Nell’economia dello spazio è cruciale la collaborazione pubblico-privato: sta funzionando nel nostro Paese e in Europa?
Con lo sviluppo di applicazioni commerciali, la questione della collaborazione pubblico-privato assume contorni e sfaccettature variegate. In altre parole, in funzione della necessità del programma che si vuole sviluppare, occorre anche definire chi sono gli attori deputati a svilupparlo e con impegno e associato ritorno. In Europa l’impostazione è da oleare, e i suoi meccanismi da sviluppare ulteriormente.
Forse è per questo che diversi tentativi, anche nel recente passato, non hanno dato i frutti sperati. Ma che ci debba essere sinergia tra strategia politica e contributo privato direi che rimane obbligatorio per uno sviluppo armonico.
Si sente dire che siamo in ritardo in alcuni settori, per esempio quello delle comunicazioni satellitari domi nato da Starlink di Musk e ora da Amazon di Bezos. È così? E che cosa possiamo fare per recuperare?
Qui si può argomentare poco, siamo in ritardo. C’è la costellazione europea Oneweb in fase di sviluppo, ma al momento le prestazioni migliori sono quelle di Starlink, che comunque ha già oltre 6mila satelliti in orbita e SpaceX non si arresta nei lanci a ripetizione, che dovrebbero portare a oltre 40mila satelliti in orbita. Una copertura capillare, anche e soprattutto in regioni remote o colpite da conflitto o calamità, dove la prima cosa che diviene inutilizzabile è proprio la comunicazione. Recuperare il terreno perso significherebbe investire in modo massiccio, per cercare di accorciare i tempi di sviluppo, ma non credo che ci sia in Europa una tale intenzione. C’è ma su presupposti e basi più limitate sia in termini di copertura che, interconnesso, di sforzo economico profuso.

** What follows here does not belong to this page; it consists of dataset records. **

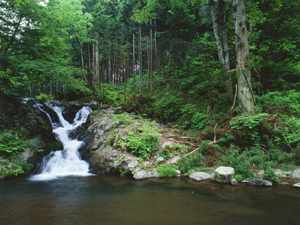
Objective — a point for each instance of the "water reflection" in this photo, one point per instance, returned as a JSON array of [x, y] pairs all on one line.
[[113, 200]]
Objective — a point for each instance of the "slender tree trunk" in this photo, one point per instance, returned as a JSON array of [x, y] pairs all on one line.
[[242, 57], [89, 53], [82, 62], [96, 75], [219, 18], [109, 64], [140, 61], [151, 58]]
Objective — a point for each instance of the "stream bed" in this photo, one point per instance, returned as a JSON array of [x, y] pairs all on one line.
[[111, 200]]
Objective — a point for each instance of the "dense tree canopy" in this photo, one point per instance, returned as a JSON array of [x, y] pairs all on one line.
[[56, 46]]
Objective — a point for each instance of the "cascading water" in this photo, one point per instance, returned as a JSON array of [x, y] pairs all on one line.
[[66, 162]]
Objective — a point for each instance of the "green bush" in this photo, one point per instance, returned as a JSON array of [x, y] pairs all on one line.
[[168, 108], [166, 170], [44, 97], [143, 141]]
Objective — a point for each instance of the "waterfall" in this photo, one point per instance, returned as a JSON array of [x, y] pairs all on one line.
[[66, 162]]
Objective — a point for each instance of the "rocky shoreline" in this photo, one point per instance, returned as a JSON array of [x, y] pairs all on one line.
[[107, 154]]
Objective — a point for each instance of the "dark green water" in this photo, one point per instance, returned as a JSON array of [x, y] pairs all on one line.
[[110, 200]]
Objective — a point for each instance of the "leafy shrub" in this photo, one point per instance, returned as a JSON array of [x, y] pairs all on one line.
[[249, 125], [238, 161], [143, 141], [270, 175], [10, 144], [192, 117], [44, 97], [166, 170], [168, 108]]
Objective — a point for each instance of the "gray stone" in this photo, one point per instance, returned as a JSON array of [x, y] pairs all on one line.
[[108, 127], [25, 155], [260, 183], [297, 185], [174, 160], [296, 174], [198, 176], [223, 174], [168, 143], [234, 182], [284, 183], [280, 173], [141, 175], [159, 160], [132, 165], [260, 173]]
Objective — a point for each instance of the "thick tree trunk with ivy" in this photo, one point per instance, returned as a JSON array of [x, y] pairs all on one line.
[[220, 18], [242, 57], [140, 60]]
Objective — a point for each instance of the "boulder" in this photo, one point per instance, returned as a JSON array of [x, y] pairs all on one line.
[[141, 175], [132, 165], [260, 183], [223, 174], [159, 160], [198, 176], [234, 182], [296, 174], [297, 185], [174, 160]]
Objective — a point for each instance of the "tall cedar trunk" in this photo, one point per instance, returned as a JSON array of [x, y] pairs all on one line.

Il risultato sarà ottimo, ma non ottimo a sufficienza per riempire il divario esistente. Anche perché, nel frattempo, Starlink e le altre costellazioni americane e no evolveranno, e il divario potrebbe essere destinato a persistere.
Che cosa suggerirebbe a un’impresa o a una startup che volessero cimentarsi nell’economia dello spazio?
Di ricordarsi che andare nello spazio, sembra facile, ma resta difficile. E che il prodotto che consente profitto richiede tempo per essere sviluppato e in questo lasso di tempo, lungo rispetto a quello a cui si è abituati in altri settori merceologici, si deve, come si dice in gergo, attraversare il deserto, il che significa prepararsi a difficoltà imprenditoriali. Ma certamente vale la pena!